Keeping track of Twitter activity and customer management
Suppose I wanted to keep track of my keywords and brand mentions …
The search function is great – I can do multiple searches (e.g. for governance, csr, and IR) and each set of results comes up in a separate stream on the same page. I’m not sure what the maximum number of searches would be – I tried 6, and had to sideways-scroll after 4 – but each separate search can be refreshed to get the latest tweets on each topic, and I can easily subscribe to an RSS feed for each of those searches.
However, it doesn’t retain the searches you set up if you logout, unlike Tweetdeck, which reloads the search panes.
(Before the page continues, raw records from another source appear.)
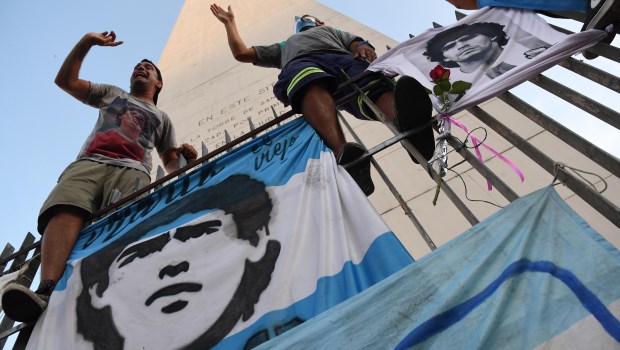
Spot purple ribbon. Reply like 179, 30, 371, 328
441, 114, 525, 191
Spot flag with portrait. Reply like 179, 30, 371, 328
369, 7, 607, 113
28, 118, 413, 349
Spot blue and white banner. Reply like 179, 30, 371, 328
254, 187, 620, 349
28, 118, 413, 349
369, 7, 607, 114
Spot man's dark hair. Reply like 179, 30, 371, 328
424, 22, 508, 68
76, 175, 280, 350
140, 58, 164, 106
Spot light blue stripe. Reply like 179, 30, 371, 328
214, 231, 413, 349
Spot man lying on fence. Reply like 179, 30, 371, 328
211, 4, 435, 196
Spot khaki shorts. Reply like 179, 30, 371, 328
37, 159, 151, 234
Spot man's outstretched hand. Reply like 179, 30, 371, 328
84, 30, 123, 46
210, 4, 235, 24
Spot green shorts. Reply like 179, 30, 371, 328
37, 159, 151, 234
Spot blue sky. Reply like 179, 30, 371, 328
0, 0, 620, 270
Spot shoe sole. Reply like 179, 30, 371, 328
394, 76, 435, 164
337, 143, 375, 196
2, 285, 46, 322
581, 0, 614, 30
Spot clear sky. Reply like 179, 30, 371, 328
0, 0, 620, 278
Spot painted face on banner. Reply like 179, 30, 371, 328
441, 33, 493, 62
91, 210, 265, 349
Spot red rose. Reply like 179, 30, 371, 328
430, 64, 450, 83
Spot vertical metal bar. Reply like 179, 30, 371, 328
0, 243, 15, 272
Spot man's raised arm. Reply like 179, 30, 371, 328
54, 31, 123, 101
211, 4, 257, 63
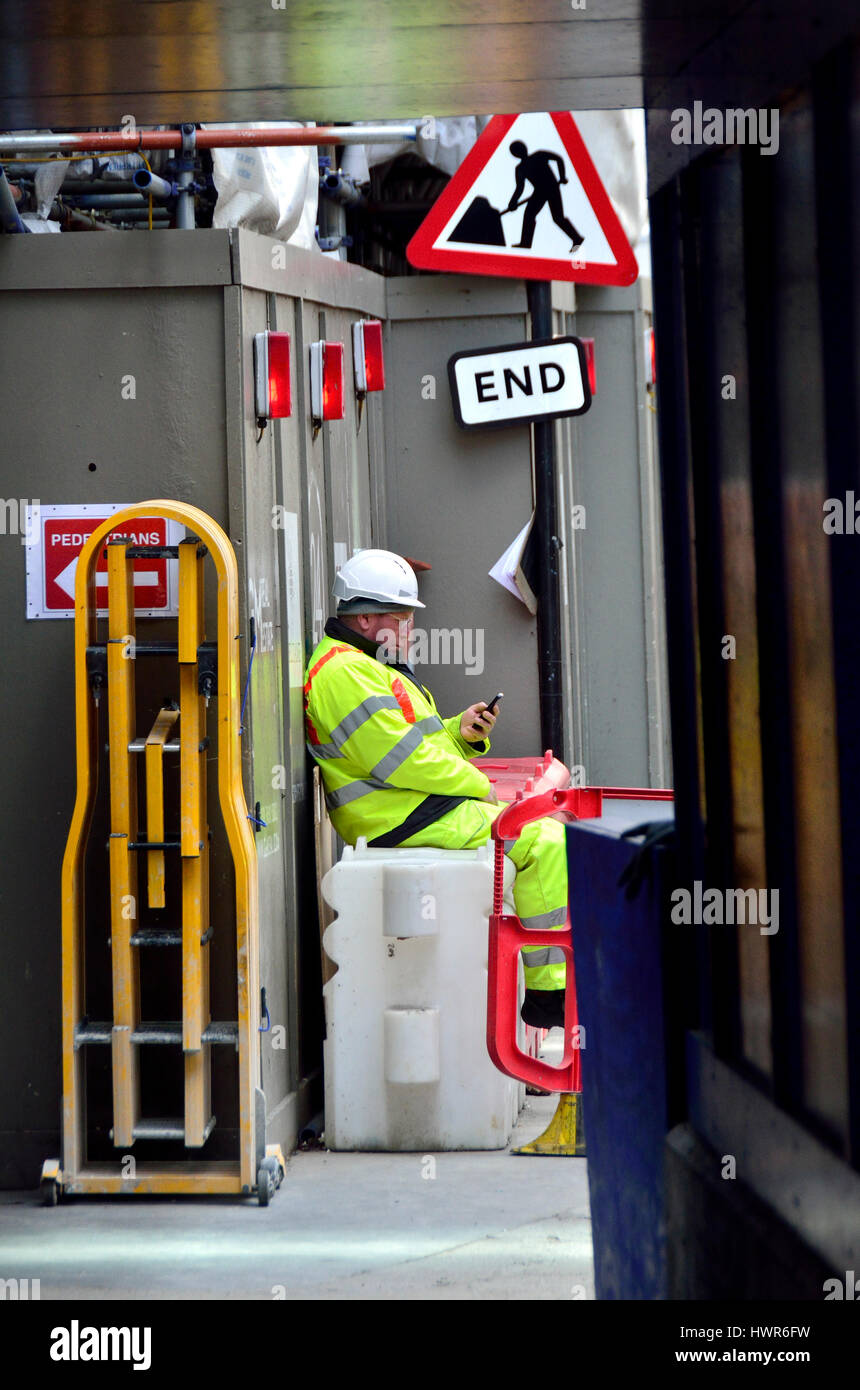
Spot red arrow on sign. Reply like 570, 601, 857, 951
43, 517, 167, 613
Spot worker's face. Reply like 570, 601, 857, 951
370, 609, 415, 662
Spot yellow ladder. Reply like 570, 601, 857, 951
42, 500, 283, 1205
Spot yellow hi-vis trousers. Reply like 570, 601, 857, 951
397, 801, 567, 990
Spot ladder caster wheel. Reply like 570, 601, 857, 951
260, 1156, 283, 1191
257, 1165, 275, 1207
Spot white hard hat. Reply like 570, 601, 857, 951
332, 550, 425, 613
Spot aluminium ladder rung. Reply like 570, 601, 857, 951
119, 1115, 215, 1144
128, 738, 208, 753
75, 1020, 239, 1047
132, 927, 214, 947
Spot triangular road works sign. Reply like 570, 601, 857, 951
406, 111, 639, 285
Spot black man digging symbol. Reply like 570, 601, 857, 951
449, 140, 585, 252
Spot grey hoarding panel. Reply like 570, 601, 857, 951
229, 229, 385, 318
561, 282, 671, 787
0, 229, 232, 291
226, 286, 297, 1147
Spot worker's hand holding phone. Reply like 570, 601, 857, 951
460, 691, 504, 744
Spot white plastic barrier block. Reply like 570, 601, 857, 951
322, 840, 525, 1152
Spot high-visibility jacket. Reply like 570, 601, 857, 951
304, 637, 492, 845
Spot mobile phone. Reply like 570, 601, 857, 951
472, 691, 504, 734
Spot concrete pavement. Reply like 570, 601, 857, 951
0, 1097, 593, 1301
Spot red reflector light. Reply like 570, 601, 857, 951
579, 338, 597, 396
268, 334, 293, 420
353, 318, 385, 392
254, 332, 293, 420
645, 328, 657, 386
322, 342, 343, 420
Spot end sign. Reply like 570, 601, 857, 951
447, 336, 592, 430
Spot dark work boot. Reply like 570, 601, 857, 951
520, 990, 564, 1029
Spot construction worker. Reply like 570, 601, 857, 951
304, 550, 567, 1029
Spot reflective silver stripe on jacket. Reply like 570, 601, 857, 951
522, 947, 565, 970
520, 908, 567, 931
325, 777, 392, 810
371, 714, 445, 780
307, 695, 400, 762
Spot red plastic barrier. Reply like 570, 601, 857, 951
486, 787, 602, 1091
485, 783, 674, 1091
474, 748, 571, 801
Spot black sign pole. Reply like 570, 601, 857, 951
528, 279, 565, 762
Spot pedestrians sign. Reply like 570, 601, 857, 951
406, 111, 639, 285
447, 336, 592, 430
26, 503, 183, 619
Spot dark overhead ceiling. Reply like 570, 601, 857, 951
0, 0, 857, 189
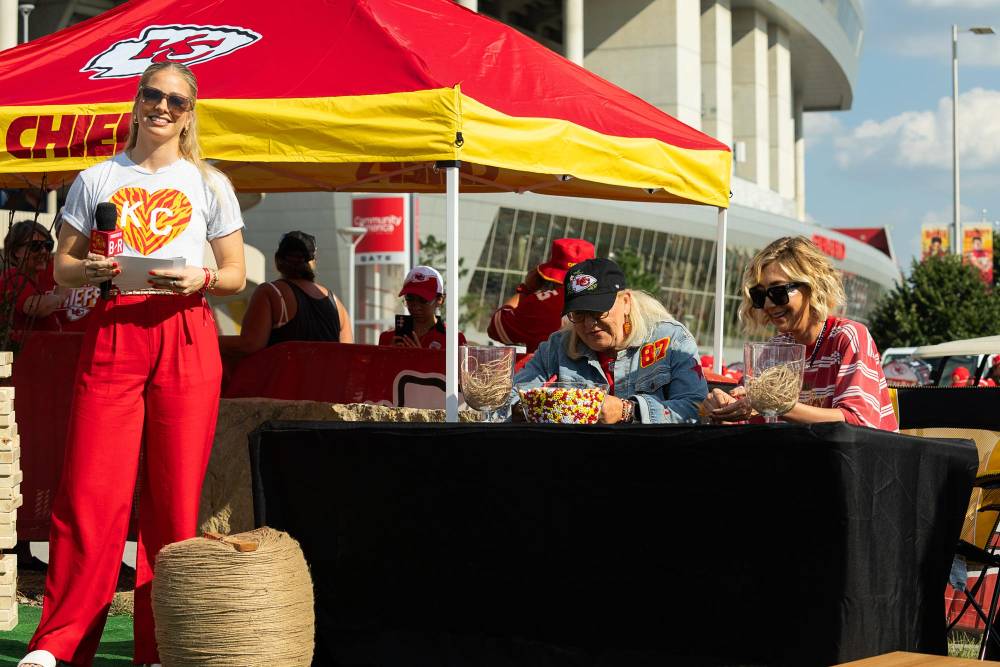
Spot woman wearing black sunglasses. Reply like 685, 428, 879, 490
0, 220, 65, 339
20, 62, 246, 667
702, 236, 898, 431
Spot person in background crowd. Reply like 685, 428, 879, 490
219, 231, 354, 354
378, 266, 465, 350
986, 354, 1000, 386
702, 236, 898, 431
487, 239, 594, 354
46, 217, 101, 332
0, 220, 64, 336
511, 259, 708, 424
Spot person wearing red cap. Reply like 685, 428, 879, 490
378, 266, 465, 350
487, 239, 594, 354
951, 366, 972, 387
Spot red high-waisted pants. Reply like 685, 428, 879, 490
30, 295, 222, 667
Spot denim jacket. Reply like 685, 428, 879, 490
513, 320, 708, 424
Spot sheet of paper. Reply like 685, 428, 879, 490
114, 255, 184, 292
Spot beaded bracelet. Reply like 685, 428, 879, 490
618, 399, 635, 424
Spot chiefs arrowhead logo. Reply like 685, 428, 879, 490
80, 25, 261, 79
110, 188, 191, 255
569, 273, 597, 293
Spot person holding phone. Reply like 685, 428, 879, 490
378, 266, 465, 350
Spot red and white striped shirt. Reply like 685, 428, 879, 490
772, 317, 899, 431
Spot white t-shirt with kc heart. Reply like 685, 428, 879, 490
62, 153, 243, 266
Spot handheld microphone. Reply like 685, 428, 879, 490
90, 202, 125, 299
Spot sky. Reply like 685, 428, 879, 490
804, 0, 1000, 271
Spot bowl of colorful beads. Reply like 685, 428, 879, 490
517, 382, 608, 424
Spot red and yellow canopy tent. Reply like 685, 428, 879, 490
0, 0, 731, 417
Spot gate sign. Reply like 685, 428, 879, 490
351, 195, 409, 265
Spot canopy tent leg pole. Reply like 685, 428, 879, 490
712, 208, 729, 373
445, 162, 459, 423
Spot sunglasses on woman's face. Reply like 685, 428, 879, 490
139, 86, 194, 113
747, 283, 802, 308
403, 294, 430, 306
25, 240, 55, 252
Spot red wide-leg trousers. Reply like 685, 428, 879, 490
30, 295, 222, 667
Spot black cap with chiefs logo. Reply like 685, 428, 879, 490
563, 259, 628, 315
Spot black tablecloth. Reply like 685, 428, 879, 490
250, 422, 977, 666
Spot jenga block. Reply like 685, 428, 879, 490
0, 603, 17, 623
0, 482, 24, 498
0, 493, 24, 512
0, 554, 17, 584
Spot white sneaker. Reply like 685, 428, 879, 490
17, 651, 56, 667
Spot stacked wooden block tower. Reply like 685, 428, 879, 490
0, 352, 18, 630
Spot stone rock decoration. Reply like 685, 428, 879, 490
0, 352, 18, 630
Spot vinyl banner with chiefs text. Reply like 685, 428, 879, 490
351, 195, 410, 265
962, 223, 993, 285
920, 224, 951, 259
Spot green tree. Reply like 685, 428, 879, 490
613, 248, 661, 297
870, 255, 1000, 349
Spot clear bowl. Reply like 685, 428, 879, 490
517, 382, 608, 424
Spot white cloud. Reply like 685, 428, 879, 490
802, 111, 844, 142
920, 204, 982, 225
834, 88, 1000, 169
910, 0, 1000, 9
891, 32, 1000, 66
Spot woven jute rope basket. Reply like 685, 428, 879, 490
152, 528, 315, 667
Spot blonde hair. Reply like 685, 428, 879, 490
565, 289, 674, 360
125, 62, 229, 193
740, 236, 845, 331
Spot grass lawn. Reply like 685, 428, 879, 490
0, 605, 132, 667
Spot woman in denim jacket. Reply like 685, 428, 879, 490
513, 259, 708, 424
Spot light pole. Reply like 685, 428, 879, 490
337, 227, 368, 342
17, 3, 35, 44
951, 25, 995, 256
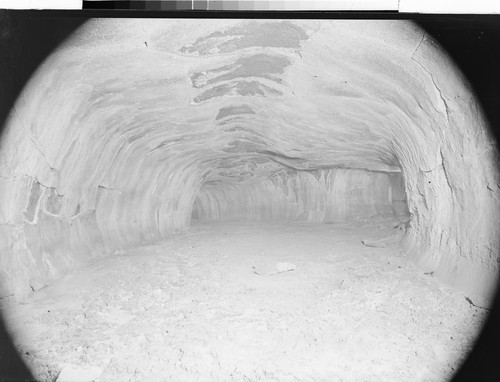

And it would be nice if the search panes auto-refreshed.
I can find more information about interesting people who come up in those searches, or even for any given user: their profile and their updates and – if relevant – the conversations I’ve had with them on Twitter; and, potentially even more usefully, I can add notes to myself (or, presumably, to others) about that person and the conversation we had. I can see that being very useful for a business.
Any bad points?
CoTweet is still in beta, so there are bound to be things to be ironed out and a few missing elements. I’ve made some suggestions above, but there are a few additional points:
- each page is quite slow to load
- the number of followers/following is out of date, and isn’t refreshed by logging out and in again
- I’d like a desktop application that would run in Windows; there is one, I understand, for Mac
So – not yet perfect, but a really well thought through setup for business twittering. I like it.